Conclusion and Recommendation

Based on our findings, I would recommend that we use our own tracking data for further analysis in order to respond to our business task and assist Bellabeat with their mission. Because we didn’t have any demographic information about users, the data sets we used had a small sample size and could be biased. Knowing that our primary demographic is young and adult women, I would encourage you to continue looking for trends in order to develop a marketing strategy centered on them.

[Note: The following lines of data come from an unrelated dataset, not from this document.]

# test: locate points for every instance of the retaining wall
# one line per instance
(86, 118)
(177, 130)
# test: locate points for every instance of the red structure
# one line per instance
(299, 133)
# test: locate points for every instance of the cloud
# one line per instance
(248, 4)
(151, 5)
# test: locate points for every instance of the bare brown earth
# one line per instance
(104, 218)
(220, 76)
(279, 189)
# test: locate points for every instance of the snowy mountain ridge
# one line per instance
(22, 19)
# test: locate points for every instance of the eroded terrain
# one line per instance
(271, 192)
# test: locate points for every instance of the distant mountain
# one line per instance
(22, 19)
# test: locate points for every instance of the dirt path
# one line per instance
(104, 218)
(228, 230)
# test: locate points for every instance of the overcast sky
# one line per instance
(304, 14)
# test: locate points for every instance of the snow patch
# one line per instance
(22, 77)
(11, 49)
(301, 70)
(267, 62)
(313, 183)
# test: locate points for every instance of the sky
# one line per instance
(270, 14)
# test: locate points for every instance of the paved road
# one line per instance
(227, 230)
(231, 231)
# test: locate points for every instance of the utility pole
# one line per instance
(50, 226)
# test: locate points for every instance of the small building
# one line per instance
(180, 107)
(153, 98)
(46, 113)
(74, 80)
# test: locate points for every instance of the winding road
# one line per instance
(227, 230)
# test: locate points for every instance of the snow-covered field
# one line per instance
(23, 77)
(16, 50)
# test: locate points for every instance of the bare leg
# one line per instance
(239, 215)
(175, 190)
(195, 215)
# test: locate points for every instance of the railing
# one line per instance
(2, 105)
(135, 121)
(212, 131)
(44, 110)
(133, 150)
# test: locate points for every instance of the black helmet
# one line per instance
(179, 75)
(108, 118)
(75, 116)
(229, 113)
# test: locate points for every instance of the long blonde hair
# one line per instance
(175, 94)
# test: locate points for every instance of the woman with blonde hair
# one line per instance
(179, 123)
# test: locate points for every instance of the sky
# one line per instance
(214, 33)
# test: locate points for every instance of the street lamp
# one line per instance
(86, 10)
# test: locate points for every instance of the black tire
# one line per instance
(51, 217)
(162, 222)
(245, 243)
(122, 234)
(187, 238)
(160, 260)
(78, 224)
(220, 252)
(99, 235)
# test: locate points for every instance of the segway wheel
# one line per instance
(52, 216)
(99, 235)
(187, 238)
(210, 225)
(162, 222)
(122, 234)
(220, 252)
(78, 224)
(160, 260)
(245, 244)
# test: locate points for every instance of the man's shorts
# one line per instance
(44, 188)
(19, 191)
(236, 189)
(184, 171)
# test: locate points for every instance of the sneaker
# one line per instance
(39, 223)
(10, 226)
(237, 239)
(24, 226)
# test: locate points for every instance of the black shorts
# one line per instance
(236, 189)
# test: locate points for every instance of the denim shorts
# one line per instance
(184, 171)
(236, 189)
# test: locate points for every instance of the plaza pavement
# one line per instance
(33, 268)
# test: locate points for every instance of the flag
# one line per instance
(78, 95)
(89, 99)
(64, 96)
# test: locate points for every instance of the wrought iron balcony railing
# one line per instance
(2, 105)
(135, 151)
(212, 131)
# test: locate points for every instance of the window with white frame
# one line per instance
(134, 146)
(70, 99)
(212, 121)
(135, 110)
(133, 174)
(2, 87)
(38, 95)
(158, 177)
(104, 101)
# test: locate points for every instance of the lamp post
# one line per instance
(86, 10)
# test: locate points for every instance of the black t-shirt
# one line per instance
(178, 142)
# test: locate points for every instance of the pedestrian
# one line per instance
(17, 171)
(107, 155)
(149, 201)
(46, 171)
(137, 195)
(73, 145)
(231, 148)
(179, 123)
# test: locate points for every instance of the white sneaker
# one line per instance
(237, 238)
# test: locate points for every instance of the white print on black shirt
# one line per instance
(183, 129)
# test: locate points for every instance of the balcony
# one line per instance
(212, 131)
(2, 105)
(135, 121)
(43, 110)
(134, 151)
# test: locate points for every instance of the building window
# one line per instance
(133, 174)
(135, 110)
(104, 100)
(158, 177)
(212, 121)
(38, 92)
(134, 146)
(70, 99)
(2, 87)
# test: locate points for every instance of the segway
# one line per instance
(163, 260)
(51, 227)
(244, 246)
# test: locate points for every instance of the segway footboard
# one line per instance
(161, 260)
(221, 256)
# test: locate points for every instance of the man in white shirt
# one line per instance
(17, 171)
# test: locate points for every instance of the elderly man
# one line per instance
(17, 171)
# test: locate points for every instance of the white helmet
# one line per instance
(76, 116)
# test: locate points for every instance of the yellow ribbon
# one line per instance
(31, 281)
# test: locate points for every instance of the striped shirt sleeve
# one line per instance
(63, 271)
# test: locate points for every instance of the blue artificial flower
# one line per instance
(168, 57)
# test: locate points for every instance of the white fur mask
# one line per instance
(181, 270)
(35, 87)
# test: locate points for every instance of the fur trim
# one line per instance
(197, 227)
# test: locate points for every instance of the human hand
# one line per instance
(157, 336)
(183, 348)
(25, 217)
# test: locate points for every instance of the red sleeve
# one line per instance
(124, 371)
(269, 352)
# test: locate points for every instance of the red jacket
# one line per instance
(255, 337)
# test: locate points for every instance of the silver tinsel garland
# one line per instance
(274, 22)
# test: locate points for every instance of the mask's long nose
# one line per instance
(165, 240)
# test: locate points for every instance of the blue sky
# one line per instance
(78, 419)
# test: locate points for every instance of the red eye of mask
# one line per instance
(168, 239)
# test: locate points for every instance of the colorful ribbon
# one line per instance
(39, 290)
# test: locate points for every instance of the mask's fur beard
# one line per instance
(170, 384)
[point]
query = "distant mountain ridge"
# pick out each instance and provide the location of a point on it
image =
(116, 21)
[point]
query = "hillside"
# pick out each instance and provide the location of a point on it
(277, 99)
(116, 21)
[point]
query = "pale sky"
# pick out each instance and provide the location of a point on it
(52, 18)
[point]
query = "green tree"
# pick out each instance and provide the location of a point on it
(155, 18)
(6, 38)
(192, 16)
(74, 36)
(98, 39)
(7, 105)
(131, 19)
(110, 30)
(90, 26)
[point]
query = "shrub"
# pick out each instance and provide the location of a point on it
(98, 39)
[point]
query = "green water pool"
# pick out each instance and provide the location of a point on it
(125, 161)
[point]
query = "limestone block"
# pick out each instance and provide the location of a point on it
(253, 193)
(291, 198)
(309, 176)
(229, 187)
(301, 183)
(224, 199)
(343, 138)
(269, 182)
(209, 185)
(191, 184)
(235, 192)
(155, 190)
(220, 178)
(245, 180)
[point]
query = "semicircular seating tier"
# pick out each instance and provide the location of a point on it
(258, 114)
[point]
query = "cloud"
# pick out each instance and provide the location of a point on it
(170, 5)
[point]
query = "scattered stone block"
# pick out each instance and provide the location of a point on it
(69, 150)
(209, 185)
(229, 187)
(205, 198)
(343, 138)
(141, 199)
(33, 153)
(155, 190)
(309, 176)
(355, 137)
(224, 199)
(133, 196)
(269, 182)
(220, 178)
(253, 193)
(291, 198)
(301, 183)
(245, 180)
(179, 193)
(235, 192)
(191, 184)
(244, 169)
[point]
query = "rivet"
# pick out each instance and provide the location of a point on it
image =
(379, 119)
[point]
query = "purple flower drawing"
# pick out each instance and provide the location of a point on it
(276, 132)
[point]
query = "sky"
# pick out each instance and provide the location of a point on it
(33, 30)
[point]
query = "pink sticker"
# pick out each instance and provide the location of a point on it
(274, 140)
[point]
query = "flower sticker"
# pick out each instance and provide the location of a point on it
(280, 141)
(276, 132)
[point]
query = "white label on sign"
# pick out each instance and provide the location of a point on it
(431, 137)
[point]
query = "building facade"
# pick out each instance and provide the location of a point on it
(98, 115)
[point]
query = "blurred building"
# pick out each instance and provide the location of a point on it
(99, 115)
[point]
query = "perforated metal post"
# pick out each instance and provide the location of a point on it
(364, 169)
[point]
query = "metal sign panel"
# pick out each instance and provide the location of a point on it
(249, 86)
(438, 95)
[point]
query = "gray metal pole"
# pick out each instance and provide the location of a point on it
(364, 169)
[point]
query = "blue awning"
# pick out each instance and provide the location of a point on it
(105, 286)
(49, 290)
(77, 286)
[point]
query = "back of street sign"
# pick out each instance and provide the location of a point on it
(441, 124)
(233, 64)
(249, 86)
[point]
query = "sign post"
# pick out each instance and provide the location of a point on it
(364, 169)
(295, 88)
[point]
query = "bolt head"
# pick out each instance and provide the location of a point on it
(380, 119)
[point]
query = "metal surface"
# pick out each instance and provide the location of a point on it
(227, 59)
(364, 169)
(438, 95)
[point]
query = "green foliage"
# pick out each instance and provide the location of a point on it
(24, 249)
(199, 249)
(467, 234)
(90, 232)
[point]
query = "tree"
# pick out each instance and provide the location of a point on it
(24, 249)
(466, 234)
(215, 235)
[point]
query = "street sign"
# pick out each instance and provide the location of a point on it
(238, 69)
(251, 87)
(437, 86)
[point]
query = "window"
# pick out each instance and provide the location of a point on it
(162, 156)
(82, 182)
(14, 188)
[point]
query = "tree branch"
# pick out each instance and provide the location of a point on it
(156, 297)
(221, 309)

That being said, after our analysis we have found different trends that may help our online campaign and improve Bellabeat app:

library(knitr)
recommendation <- c("Adding a 'goal' on the app", "Sleeping recommendation for users", "Level or rank badge system")
description <- c("Putting a goal to track daily steps and calories helps users monitor their progress towards their fitness goals.", 
                 "A sleep recommendation feature can remind users to maintain a healthy sleep routine and provide helpful tips for better sleep.",
                 "A level or rank system can motivate users to be more active by allowing them to track their progress and earn badges as rewards.")
tbl <- data.frame(Recommendation = recommendation, Description = description)
kable(tbl)
Recommendation Description
Adding a ‘goal’ on the app Putting a goal to track daily steps and calories helps users monitor their progress towards their fitness goals.
Sleeping recommendation for users A sleep recommendation feature can remind users to maintain a healthy sleep routine and provide helpful tips for better sleep.
Level or rank badge system A level or rank system can motivate users to be more active by allowing them to track their progress and earn badges as rewards.
NA
NA

On our analysis we dint just check for the trends but also we see that healthy users tend to be use their device and 36% of the users wear the device all time.